Using dogs trained to detect the scat of specific species, the researchers searched for evidence of the presence of jaguars, pumas, ocelots, oncillas and bush dogs. The research area covered a broad swath of northeastern Argentina, including private and public wildlife reserves, privately owned plantations, farms and pastures, and along roads and pathways leading to scattered communities.

More than 900 samples of scat were collected over several summers. DNA analysis was performed on the samples, which allowed researchers to develop detailed maps of the species frequenting these habitats, including a sense of how their movements were influenced by habitat quality, topography, roadways and other human disturbances.

For species such as the jaguar, which rarely crosses territory disturbed by humans, survival ay depend on the creation of habitat corridors to link isolated population pockets. Because the jaguar is so averse to human interaction, some studies suggest that habitat corridors designed for jaguars would also cover the needs of other predators. However, this study offers a more nuanced approach. It suggests that the optimal footprint for habitat corridors should be drawn with the overlapping needs of many species in mind.

While some species were less intimidated by the presence of humans, each had its own unique requirements in terms of what constitutes a suitable habitat and the length and width of possible corridor connections. “Despite variation in body size, the jaguar, puma, ocelot, oncilla and bush dog overlap in their ecological requirements,” the study said. “However, this is not without variation in the degree of habitat flexibility. Puma, oncilla, and bush dog have comparatively higher levels of modified habitats in their potential distributions compared to the jaguar and ocelot.”

By combining data on all five species, researchers developed a model that provides maximum habitat connectivity for all species, while minimising the cost of establishing these corridors through privately owned lands and communities.

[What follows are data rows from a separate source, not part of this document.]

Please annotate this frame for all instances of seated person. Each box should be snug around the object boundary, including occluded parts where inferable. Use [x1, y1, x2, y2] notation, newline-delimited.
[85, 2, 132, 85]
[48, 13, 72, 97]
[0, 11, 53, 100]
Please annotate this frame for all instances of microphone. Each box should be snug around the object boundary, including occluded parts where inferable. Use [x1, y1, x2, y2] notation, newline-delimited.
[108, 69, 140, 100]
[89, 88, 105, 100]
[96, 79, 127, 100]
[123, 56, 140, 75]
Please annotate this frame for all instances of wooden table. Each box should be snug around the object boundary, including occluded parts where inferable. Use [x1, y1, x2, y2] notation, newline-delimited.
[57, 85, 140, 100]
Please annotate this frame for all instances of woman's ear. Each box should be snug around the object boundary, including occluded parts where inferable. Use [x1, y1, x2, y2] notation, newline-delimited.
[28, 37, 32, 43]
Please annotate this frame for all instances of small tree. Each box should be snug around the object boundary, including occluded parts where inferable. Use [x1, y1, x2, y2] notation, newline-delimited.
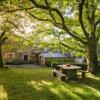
[0, 31, 8, 67]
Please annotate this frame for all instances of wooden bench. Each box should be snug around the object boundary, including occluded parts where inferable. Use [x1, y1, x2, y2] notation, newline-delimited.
[52, 70, 66, 81]
[79, 70, 88, 79]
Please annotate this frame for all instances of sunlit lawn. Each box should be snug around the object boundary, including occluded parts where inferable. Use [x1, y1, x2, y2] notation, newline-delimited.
[0, 68, 100, 100]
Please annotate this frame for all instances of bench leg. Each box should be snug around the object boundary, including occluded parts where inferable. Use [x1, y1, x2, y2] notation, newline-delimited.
[82, 72, 85, 78]
[61, 77, 65, 81]
[53, 72, 57, 77]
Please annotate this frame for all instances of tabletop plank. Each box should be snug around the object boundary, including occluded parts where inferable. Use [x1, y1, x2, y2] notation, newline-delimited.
[58, 65, 81, 70]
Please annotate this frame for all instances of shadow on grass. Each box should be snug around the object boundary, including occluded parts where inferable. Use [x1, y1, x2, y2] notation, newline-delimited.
[0, 68, 100, 100]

“The findings illustrate the benefit of using multiple species versus a single species to develop corridors, because using only the highly restricted jaguar to develop the corridor would mean that the potential distributions of the other four carnivores would be restricted and decreased by as much as 30 percent,” DeMatteo said. “So, it appears that, at least in the Misiones province, the jaguar should not be modelled as an umbrella species because the results fail to capture the varied requirements of coexisting species across the breadth of potential habitats.”

DeMatteo and colleagues hope the study provides a methodology for identifying the optimal footprint for proposed habitat connection corridors, while incorporating enough flexibility to ensure that the needs and desires of private landholders can be incorporated into the process.

“The approach in making a corridor a reality is multi-pronged and involves a strong investment from the local community, especially when developing corridors that use existing protected areas as ‘stepping stones,’ as private land will inevitably be involved to varying degrees in and around the corridor,” the study concludes.

Habitat corridors are a vital tool in the conservation of endangered species. As animals do not recognise political borders, it often involves the co-operation between the governments of different countries. But man-made wildlife corridors are springing up all across the world. Notable examples include wildlife bridges in Banff National Park, built across the TransCanada Highway. These were established to connect populations that were separated by roads, and to avoid collisions with cars. Over 140,000 animals have been recorded using both overpasses and underpasses. The Netherlands is also leading the way, with over 600 wildlife crossings to enable animals to cross roads. In India, several villages were even re-settled to make way for habitat that will connect populations of elephants. Climate change, however, will add an extra dimension to the connectivity issue. Corridors are being created in the Amazon to enable animals to move upslope as the world’s temperature rises, but clearly this upward movement is limited.

This new research will go a long way to informing decisions about the establishment of corridors to save endangered species, to make them more effective in a world of increasingly disturbed habitats.